Making sense of the sedra: Yitro
Personal relationships foster love and connection
In the challenging financial times in which we live there is an increasing emphasis on personal relationships. This is not a product or a service that people buy into, it is interconnectedness, and the feeling of trust that it comes together with it. Anyone who has waited many long minutes to get an appointment will appreciate the importance of that connection on the other end of the line, as opposed to grating elevator music.
With this in mind, this week in parashat Yitro we read the first and only public revelation of God to an entire people, when Hashem presented the Jewish people with the Ten Commandments. The first of these is: “I am the Lord your God who took you out of Egypt, from the house of slaves.” This announcement was more than acknowledging a higher being. It proclaimed that there was a God who intervened through the metaphysical wall to touch the lives of his people, Israel saving them from the clutches of Egypt. It expressed an intimate relationship between the ineffable unknowable being, and the mortal and fallible.
Once the Jews at Sinai heard this first commandment, the ones that followed were not just instructions to be followed, but rather keys to continuing the relationship between the omnipotent and humanity. “You should not have any other gods besides me,” emphasises the exclusivity of the relationship.

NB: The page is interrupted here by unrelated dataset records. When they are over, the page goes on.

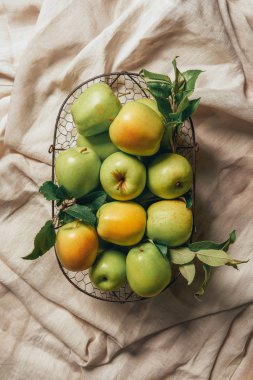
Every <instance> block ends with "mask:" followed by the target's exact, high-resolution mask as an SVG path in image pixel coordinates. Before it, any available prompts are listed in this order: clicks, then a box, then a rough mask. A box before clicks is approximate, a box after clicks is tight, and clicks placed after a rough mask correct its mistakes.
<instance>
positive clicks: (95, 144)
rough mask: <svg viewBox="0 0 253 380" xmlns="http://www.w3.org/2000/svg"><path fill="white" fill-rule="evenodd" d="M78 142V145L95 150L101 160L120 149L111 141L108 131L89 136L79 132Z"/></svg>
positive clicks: (101, 160) (78, 136) (77, 143)
mask: <svg viewBox="0 0 253 380" xmlns="http://www.w3.org/2000/svg"><path fill="white" fill-rule="evenodd" d="M76 144H77V146H87V147H88V148H91V149H92V150H94V152H96V153H97V155H98V157H99V158H100V159H101V161H104V159H106V157H108V156H110V155H111V154H113V153H115V152H117V151H118V148H117V147H116V146H115V145H114V144H113V143H112V142H111V140H110V137H109V133H108V132H104V133H99V134H98V135H94V136H88V137H85V136H84V135H81V134H80V133H79V134H78V136H77V142H76Z"/></svg>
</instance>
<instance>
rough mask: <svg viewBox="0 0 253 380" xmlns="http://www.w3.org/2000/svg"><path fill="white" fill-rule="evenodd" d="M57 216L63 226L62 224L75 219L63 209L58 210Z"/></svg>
mask: <svg viewBox="0 0 253 380" xmlns="http://www.w3.org/2000/svg"><path fill="white" fill-rule="evenodd" d="M58 218H59V220H60V224H61V226H63V225H64V224H67V223H71V222H73V221H74V220H75V219H76V218H74V217H73V216H71V215H68V214H66V212H65V211H63V210H60V212H59V214H58Z"/></svg>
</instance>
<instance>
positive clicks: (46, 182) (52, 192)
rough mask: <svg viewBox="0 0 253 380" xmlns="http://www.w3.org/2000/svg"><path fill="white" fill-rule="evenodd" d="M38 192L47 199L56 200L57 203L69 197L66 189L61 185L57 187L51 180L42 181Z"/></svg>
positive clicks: (60, 201) (68, 194)
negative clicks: (43, 195)
mask: <svg viewBox="0 0 253 380" xmlns="http://www.w3.org/2000/svg"><path fill="white" fill-rule="evenodd" d="M39 192H40V193H41V194H42V195H44V197H45V198H46V199H47V200H48V201H58V202H57V205H59V204H60V203H61V201H64V200H65V199H69V198H70V196H69V194H68V192H67V190H66V189H65V188H64V187H63V186H60V187H58V186H57V185H56V184H55V183H53V182H52V181H46V182H44V183H43V185H42V186H41V187H40V188H39Z"/></svg>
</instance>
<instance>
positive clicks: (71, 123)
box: [49, 71, 198, 303]
mask: <svg viewBox="0 0 253 380" xmlns="http://www.w3.org/2000/svg"><path fill="white" fill-rule="evenodd" d="M99 82H105V83H107V84H108V85H109V86H110V87H111V88H112V89H113V91H114V93H115V94H116V95H117V96H118V97H119V98H120V101H121V103H122V104H125V103H126V102H128V101H130V100H137V99H139V98H143V97H147V98H148V97H149V92H148V91H147V86H146V83H145V81H144V80H143V79H142V78H141V76H140V75H139V74H136V73H130V72H126V71H122V72H114V73H110V74H104V75H99V76H96V77H94V78H91V79H89V80H87V81H85V82H83V83H81V84H80V85H79V86H78V87H76V88H75V89H74V90H73V91H72V92H71V93H70V94H69V95H68V97H67V98H66V99H65V100H64V102H63V104H62V106H61V108H60V110H59V113H58V116H57V119H56V123H55V130H54V139H53V144H52V145H51V146H50V148H49V153H52V181H53V182H55V172H54V167H55V158H56V156H57V154H58V153H59V152H60V151H62V150H65V149H68V148H70V147H73V146H75V145H76V139H77V129H76V127H75V125H74V123H73V119H72V115H71V113H70V107H71V105H72V104H73V102H74V101H75V100H76V99H77V98H78V97H79V95H80V94H81V93H82V92H83V91H84V90H85V89H86V88H88V87H89V86H91V85H92V84H93V83H99ZM174 145H175V148H176V152H177V153H178V154H181V155H183V156H184V157H186V158H187V159H188V160H189V161H190V163H191V165H192V168H193V187H192V199H193V206H192V211H193V219H194V209H195V176H196V171H195V154H196V151H197V150H198V145H197V144H196V143H195V133H194V126H193V122H192V120H191V119H189V120H187V121H186V122H185V123H184V125H182V126H181V127H180V128H179V130H178V133H177V134H176V135H175V137H174ZM57 211H58V210H57V207H56V204H55V202H54V201H52V218H54V217H55V215H57ZM194 232H195V225H194V227H193V233H194ZM56 258H57V261H58V264H59V266H60V269H61V271H62V273H63V274H64V276H65V277H66V279H67V280H68V281H69V282H70V283H71V284H72V285H73V286H75V287H76V288H77V289H78V290H80V291H81V292H83V293H85V294H87V295H89V296H91V297H94V298H97V299H99V300H103V301H109V302H121V303H125V302H135V301H141V300H144V299H145V298H143V297H140V296H138V295H137V294H135V293H134V292H133V291H132V290H131V289H130V288H129V286H128V285H127V284H126V285H125V286H123V287H122V288H120V290H118V291H111V292H108V291H102V290H100V289H98V288H96V287H95V286H94V285H93V284H92V283H91V281H90V278H89V274H88V270H85V271H83V272H71V271H68V270H66V269H65V268H63V267H62V265H61V263H60V261H59V259H58V257H57V255H56ZM178 276H179V274H178V273H176V274H174V276H173V278H172V281H171V282H170V284H169V285H168V287H169V286H171V285H172V284H173V283H174V282H175V281H176V279H177V278H178Z"/></svg>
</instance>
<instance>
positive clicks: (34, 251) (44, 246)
mask: <svg viewBox="0 0 253 380" xmlns="http://www.w3.org/2000/svg"><path fill="white" fill-rule="evenodd" d="M55 236H56V235H55V229H54V225H53V222H52V221H51V220H48V221H47V222H46V223H45V224H44V226H43V227H42V228H41V229H40V231H39V232H38V233H37V235H36V237H35V239H34V248H33V251H32V252H31V253H30V254H29V255H27V256H25V257H22V258H23V259H25V260H35V259H37V258H38V257H40V256H42V255H44V253H46V252H47V251H48V250H49V249H50V248H52V247H53V246H54V243H55Z"/></svg>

There is no substitute for what was offered at that moment – no protection, no care that could begin to compare to the God who expresses himself through the salvation of the Jewish people.
The word for Egypt is Mitzrayim, which is an amalgamation of two words – meitzar, meaning a narrow place, and yam, the bitterness of the sea. Put together, Egypt tells us that the essence of slavery is constriction of potential, the sucking out of creativity, which leads to bitterness and despair. The first commandment tells us that the key to our freedom lies in unleashing our creativity and potential. Any release of potential within the human realm is finite, and subject to the laws of entropy. The commandments, understanding their depths and fulfilling them provides the path to infinite potential and possibility – after all, God has no limits or boundaries that constrain him, and when we connect, we release the potential that has always been innate within ourselves. “I am the Lord your God” – infinite, timeless, and not subject to any flaw, and through your connection to him, you have the potential to leave your house of bondage and anything that limits your potential to grow and develop in your lives.
This personal relationship is not only a promise to the generation who experienced leaving Egypt, but your journey and my journey as well.
We have lived through difficult times over the past few years. The atrocities of October 7, the antisemitism that runs through the streets of London, the horror of Manchester. There are many reasons to feel despair. The first of the Ten Commandments reminds us of that human customer connection – the love and the personal connection that are expressed in “I am the Lord who took you out of Egypt.” Not only the exodus from Egypt, but every generation from that day to ours. Perhaps it is for this reason that we are told to remember the Exodus.